Expo is home to several play grounds, some expansive green spaces to run around in, some smaller play areas with swings and slides. Make sure you visit Latifa’s Space City at Al Forsan park where kids can enjoy the Mars themed playground, jumping around the zero gravity chamber and even explore a replica of the UAE’s Hope Probe.
Make sure you keep an eye out for the ever present robots rolling around the site. There are a total of over 150 robots on site so you’re bound to come across a few during your visit. They have robots for security, for food deliveries and some just for fun. These are totally safe and programmed to stop whenever they come across an obstacle (like a child). They were always being chased by at least one squealing, giggling kid whenever I noticed them. If your kids are particularly interested in robots then head to the China Pavilion to see a cute panda robot performing tricks or to the Monaco Pavilion for some even cuter baby penguin robots.
Rashid and Latifa are the official sibling mascots of Expo 2020. They appear on a 360 degree show at the Al Wasl dome as they attempt to save the world. Which is really the overriding theme of this years Expo.
Where to eat at Expo 2020 with kids
Family friendly food is a big part of Expo. You could easily eat your way around the world sampling something delicious from each country pavilion. There are over 200 places to eat at Expo 2020 many with kid friendly menus. You’ll find all the western favourites such as pizza and burgers alongside high end sit down restaurants.
Family friendly facilities at Expo 2020
As mentioned, Expo 2020 is very kid friendly. Organisers have invested a huge amount of effort to ensure all ages are catered to.
If your little ones get tired as you walk around the huge Expo site you can hop on a people mover to get from one district to the next. Or if they can’t face walking at all then you can hire a golf cart to take you from one pavilion to the next.
There are dedicated family toilets in each of the seven visitor centres. Breast feeding and bottle warming rooms, quiet rooms and baby changing facilities.
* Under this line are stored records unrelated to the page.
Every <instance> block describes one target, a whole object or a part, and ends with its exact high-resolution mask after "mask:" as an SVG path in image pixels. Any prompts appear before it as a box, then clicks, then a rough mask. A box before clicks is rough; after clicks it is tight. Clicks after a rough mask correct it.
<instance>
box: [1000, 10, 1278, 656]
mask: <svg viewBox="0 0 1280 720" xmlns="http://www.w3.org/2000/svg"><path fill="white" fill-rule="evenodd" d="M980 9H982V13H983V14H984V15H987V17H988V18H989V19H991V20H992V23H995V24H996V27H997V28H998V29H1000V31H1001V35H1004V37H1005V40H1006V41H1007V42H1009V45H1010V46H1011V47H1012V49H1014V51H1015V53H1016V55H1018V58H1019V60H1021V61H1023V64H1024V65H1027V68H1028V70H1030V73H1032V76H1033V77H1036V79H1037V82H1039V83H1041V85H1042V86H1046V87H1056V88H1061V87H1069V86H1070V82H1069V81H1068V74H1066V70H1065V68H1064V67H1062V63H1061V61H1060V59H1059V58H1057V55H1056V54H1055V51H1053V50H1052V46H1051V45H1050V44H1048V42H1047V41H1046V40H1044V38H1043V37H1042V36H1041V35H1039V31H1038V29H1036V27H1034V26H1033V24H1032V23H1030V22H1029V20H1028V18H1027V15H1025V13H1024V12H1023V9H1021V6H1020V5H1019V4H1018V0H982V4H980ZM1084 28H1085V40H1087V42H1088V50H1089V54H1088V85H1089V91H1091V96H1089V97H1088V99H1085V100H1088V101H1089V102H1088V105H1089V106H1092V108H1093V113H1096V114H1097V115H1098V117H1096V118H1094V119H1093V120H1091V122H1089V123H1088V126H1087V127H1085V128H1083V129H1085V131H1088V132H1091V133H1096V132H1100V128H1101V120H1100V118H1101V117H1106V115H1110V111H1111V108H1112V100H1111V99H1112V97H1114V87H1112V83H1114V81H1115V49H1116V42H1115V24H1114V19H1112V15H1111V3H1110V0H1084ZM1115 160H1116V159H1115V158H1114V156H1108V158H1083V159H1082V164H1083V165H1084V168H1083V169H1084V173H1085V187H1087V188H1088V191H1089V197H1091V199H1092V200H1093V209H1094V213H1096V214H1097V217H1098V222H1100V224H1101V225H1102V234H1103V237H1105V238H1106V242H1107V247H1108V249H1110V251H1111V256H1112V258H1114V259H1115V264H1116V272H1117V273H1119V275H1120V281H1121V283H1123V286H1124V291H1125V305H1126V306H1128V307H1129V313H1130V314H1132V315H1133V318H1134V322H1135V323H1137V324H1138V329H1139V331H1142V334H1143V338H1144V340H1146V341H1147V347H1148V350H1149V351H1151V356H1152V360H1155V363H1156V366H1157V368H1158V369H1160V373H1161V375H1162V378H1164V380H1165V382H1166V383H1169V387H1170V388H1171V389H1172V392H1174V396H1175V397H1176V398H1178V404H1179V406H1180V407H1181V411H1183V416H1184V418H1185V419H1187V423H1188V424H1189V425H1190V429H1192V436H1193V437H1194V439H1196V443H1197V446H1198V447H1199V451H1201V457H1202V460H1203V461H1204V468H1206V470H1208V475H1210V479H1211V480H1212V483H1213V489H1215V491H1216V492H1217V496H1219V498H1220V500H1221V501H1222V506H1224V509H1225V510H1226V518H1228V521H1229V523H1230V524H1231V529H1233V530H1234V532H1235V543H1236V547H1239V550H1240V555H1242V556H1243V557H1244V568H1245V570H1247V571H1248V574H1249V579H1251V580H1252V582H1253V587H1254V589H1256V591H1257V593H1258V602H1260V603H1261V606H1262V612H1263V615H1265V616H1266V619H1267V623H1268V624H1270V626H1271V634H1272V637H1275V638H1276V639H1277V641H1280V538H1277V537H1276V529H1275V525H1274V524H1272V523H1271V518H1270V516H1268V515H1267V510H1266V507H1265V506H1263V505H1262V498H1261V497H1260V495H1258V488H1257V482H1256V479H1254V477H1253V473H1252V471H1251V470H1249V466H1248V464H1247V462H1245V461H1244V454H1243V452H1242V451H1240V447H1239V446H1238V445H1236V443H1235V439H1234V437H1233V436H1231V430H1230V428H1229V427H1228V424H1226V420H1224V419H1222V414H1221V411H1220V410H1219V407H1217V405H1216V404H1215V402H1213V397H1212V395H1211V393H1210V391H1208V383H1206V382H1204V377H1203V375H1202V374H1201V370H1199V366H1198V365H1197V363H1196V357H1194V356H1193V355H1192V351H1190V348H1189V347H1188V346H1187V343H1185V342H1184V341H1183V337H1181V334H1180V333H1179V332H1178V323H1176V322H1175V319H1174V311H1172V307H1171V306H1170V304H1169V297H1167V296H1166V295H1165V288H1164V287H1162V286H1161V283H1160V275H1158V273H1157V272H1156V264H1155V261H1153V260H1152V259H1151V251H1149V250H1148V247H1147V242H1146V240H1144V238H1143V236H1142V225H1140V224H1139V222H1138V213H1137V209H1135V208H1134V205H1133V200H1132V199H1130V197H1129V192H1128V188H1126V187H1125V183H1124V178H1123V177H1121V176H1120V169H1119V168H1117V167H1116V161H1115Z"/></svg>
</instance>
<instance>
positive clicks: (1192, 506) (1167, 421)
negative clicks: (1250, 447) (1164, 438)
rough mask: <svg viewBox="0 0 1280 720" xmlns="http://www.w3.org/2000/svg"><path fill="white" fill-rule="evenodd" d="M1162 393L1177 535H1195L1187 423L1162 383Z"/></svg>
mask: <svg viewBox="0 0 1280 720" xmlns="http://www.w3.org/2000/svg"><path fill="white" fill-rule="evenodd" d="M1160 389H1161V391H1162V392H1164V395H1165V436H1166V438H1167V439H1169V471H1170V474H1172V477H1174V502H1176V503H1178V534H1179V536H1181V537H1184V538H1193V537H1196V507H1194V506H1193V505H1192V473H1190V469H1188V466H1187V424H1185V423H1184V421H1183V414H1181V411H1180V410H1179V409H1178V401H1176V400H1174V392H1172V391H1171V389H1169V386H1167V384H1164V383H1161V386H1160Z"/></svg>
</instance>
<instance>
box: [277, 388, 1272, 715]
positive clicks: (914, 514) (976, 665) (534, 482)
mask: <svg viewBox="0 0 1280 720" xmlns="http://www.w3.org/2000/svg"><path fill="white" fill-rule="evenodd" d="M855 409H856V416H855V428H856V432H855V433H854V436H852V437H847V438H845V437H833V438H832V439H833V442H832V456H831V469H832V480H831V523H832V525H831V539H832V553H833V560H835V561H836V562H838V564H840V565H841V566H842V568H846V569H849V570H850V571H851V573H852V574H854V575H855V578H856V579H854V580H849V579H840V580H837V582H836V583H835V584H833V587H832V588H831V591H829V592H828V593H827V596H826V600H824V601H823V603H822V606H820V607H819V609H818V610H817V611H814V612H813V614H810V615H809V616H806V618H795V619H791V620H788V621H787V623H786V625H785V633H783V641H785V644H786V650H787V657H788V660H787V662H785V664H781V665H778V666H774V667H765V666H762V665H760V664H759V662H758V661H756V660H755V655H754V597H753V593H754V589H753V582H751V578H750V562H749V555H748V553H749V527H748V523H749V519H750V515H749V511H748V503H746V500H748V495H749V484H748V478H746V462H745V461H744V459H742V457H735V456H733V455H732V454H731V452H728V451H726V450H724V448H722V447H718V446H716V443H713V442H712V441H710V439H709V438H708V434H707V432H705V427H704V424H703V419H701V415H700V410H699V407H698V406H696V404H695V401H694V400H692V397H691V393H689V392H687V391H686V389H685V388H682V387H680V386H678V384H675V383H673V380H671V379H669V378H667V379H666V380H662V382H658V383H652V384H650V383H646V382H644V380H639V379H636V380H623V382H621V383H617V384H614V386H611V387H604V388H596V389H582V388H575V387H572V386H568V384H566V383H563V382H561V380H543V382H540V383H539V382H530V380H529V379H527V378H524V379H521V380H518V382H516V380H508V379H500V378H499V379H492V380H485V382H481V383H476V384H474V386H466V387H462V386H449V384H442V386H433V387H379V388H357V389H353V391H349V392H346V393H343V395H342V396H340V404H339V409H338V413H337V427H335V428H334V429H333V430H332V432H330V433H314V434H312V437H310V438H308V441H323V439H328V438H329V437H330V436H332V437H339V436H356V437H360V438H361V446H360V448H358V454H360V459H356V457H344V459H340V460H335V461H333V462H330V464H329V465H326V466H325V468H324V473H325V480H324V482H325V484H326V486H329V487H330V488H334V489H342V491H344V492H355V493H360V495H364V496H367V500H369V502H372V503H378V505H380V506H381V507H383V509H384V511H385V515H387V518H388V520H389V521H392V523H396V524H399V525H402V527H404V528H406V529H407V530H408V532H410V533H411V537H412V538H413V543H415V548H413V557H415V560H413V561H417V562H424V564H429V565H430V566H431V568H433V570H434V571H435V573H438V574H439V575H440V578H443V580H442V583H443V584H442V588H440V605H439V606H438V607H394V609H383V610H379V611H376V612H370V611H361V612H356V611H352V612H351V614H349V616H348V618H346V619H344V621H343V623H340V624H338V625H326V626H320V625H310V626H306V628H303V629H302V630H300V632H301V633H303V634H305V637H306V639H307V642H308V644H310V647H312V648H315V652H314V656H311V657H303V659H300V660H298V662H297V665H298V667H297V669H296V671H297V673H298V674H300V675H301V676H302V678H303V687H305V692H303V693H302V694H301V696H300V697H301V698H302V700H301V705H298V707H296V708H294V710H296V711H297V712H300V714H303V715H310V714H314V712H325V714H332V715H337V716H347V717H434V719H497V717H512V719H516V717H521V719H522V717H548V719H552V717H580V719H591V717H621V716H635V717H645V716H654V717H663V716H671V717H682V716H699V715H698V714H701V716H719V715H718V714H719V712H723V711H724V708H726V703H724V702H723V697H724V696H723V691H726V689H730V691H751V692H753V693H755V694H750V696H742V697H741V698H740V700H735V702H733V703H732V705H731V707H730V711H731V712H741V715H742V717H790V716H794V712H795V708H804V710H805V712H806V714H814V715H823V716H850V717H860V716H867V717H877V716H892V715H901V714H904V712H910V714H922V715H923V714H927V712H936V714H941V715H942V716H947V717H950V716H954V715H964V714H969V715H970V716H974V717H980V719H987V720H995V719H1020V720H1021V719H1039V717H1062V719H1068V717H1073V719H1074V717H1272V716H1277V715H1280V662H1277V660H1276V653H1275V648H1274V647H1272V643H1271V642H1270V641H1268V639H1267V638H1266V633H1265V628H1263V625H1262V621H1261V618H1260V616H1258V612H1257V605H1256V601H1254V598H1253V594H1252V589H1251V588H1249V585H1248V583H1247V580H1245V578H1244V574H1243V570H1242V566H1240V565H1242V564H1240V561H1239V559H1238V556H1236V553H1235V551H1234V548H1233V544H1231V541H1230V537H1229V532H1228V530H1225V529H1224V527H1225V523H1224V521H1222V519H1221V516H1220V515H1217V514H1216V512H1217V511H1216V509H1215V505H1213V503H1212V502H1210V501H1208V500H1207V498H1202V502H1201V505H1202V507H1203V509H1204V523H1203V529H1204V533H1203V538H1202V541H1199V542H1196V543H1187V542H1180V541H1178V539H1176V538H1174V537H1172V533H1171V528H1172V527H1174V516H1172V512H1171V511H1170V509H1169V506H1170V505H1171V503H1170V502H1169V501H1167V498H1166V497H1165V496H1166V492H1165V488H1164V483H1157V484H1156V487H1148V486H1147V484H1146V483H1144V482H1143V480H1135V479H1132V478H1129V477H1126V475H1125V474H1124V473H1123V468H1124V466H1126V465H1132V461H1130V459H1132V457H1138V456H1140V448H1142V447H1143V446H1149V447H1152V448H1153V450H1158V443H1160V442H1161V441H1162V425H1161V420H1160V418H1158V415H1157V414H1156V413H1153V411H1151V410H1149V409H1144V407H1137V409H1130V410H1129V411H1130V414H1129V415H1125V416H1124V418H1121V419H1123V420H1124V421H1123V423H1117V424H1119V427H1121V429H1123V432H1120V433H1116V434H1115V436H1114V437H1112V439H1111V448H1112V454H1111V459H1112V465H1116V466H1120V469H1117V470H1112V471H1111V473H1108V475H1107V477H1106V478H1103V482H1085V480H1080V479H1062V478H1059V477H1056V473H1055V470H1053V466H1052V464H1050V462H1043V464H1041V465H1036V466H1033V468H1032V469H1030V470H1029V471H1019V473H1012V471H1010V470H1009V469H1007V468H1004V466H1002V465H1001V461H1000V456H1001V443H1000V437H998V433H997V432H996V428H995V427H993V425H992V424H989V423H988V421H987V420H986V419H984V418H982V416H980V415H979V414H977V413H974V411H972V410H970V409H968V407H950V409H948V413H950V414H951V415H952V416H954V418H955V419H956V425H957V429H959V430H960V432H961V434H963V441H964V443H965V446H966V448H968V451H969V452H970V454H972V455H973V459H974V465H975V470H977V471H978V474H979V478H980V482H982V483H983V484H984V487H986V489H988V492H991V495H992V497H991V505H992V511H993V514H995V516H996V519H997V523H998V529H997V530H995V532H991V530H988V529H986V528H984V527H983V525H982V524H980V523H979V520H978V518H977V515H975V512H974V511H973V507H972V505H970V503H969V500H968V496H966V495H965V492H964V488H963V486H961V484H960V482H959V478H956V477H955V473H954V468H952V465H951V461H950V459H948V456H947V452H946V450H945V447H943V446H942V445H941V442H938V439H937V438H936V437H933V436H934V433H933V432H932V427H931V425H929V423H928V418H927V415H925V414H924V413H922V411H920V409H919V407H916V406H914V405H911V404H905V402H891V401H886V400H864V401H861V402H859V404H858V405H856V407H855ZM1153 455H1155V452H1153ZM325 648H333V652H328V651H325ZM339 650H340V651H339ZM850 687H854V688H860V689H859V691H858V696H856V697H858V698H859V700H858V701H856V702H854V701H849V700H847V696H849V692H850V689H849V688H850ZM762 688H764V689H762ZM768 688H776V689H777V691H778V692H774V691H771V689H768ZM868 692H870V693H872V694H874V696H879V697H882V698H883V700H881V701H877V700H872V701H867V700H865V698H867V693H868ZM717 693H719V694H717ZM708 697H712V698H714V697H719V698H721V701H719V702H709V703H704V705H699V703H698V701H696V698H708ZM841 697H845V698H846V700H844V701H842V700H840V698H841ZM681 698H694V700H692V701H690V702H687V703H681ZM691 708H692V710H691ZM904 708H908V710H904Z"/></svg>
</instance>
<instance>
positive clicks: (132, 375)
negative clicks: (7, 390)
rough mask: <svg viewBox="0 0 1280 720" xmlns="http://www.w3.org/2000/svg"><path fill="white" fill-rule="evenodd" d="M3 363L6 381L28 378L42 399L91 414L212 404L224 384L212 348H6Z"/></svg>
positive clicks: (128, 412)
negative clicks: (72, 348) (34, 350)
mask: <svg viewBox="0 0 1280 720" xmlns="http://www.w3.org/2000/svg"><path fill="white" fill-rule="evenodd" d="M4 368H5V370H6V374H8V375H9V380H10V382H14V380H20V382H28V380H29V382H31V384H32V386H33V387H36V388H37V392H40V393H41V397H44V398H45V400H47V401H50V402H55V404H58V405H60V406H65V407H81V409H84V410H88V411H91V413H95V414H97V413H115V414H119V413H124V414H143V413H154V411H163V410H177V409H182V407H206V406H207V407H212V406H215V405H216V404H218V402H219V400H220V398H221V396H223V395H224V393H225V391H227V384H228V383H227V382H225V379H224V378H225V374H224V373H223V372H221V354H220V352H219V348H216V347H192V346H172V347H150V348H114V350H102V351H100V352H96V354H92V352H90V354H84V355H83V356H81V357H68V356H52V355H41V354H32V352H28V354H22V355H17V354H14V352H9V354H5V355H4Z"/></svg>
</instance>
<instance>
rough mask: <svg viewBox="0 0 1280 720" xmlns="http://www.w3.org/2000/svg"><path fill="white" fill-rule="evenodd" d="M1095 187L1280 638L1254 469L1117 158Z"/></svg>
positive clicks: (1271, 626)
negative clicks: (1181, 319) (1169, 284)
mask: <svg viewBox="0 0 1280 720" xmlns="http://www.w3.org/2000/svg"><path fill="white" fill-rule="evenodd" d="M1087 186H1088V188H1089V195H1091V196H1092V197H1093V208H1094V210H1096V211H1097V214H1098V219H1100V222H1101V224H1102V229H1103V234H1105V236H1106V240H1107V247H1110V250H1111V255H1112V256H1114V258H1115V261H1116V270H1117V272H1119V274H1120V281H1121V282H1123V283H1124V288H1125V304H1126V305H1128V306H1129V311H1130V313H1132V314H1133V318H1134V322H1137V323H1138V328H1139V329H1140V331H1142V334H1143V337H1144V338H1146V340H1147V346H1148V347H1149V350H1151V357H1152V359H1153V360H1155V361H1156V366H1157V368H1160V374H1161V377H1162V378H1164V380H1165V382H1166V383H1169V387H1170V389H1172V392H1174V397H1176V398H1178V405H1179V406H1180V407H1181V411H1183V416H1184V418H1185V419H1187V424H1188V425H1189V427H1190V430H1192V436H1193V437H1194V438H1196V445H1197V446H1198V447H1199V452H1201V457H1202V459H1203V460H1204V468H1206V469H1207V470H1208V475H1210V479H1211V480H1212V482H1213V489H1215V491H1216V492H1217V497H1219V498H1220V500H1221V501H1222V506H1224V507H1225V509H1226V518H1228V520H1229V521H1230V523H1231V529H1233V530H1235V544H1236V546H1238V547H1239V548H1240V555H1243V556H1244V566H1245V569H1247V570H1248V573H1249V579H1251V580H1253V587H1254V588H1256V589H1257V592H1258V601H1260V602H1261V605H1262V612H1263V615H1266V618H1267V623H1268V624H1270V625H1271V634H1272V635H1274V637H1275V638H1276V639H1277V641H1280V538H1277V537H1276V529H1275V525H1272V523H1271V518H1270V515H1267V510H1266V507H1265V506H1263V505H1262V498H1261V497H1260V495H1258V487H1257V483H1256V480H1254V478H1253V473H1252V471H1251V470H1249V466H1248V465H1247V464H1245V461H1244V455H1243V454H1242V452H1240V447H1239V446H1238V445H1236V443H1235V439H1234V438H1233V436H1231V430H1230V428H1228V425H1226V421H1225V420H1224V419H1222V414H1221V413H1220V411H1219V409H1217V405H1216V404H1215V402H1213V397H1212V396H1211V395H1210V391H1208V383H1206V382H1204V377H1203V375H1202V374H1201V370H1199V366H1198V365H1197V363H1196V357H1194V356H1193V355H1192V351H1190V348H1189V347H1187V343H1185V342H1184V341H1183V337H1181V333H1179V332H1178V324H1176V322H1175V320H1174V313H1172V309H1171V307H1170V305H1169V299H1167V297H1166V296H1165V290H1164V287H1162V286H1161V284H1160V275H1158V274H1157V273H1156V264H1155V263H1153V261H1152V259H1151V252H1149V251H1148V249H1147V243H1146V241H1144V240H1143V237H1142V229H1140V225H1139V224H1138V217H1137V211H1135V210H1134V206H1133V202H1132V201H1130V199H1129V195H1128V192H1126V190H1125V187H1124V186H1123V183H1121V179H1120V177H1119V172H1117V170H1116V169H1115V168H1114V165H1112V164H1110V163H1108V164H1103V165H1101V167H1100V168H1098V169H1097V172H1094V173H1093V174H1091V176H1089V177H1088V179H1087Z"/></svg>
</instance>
All walkways around the site are pretty flat and plenty wide enough for buggies. If you need to you can hire a stroller when you arrive.
And the best bit? It’s absolutely free for kids to visit Expo 2020. Just make sure you book them a ticket here.
So should you take your kids to Expo 2020? I have to say that’s a big fat yes! Piper enjoyed it so much she has already made us promise to take her to the next one. So I guess we can start to get excited for Japan in 2025.